Uganda hosts the largest refugee population in Africa and the third largest in the world, of which 61% are from South Sudan. The sheer number of refugees, many of whom arrived in 2017, has put Uganda’s progressive refugee policy under pressure.

The EU’s support is crucial to providing life-saving humanitarian assistance to refugees and host communities. Uganda is also vulnerable to natural hazards and epidemics. We are supporting Uganda’s efforts to better anticipate and respond to these events.

What are the needs?

Uganda currently hosts more than 1.5 million refugees, mostly from South Sudan and the Democratic Republic of the Congo. Uganda’s open and progressive refugee policy is currently under pressure due to the constant arrival of many refugees since 2017.

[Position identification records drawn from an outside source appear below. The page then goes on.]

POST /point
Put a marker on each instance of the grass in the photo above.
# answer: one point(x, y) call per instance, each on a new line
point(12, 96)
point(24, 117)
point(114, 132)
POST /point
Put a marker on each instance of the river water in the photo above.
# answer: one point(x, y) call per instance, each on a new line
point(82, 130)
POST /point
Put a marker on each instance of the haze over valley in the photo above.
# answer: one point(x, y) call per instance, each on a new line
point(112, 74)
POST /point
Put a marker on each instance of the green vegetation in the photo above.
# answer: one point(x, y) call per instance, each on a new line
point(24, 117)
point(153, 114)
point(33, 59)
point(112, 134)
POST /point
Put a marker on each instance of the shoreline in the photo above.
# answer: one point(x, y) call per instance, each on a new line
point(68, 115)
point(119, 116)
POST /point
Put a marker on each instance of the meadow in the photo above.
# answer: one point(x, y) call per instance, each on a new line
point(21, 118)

In 2021, the number of new registered refugees increased by 127,000, including new arrivals seeking refuge from neighbouring countries.

In 2022, 60,000 people arrived in Uganda between January and May. The constant increase and the consequences of COVID-19 are stretching available resources and donors’ funding.

The COVID-19 pandemic further aggravates the refugees’ situation, as they have lost opportunities to earn an income. The situation has become particularly critical in recent months, with food security deteriorating in all refugee settlements. Due to lack of funding, in April 2020, the World Food Programme reduced food rations by 30%.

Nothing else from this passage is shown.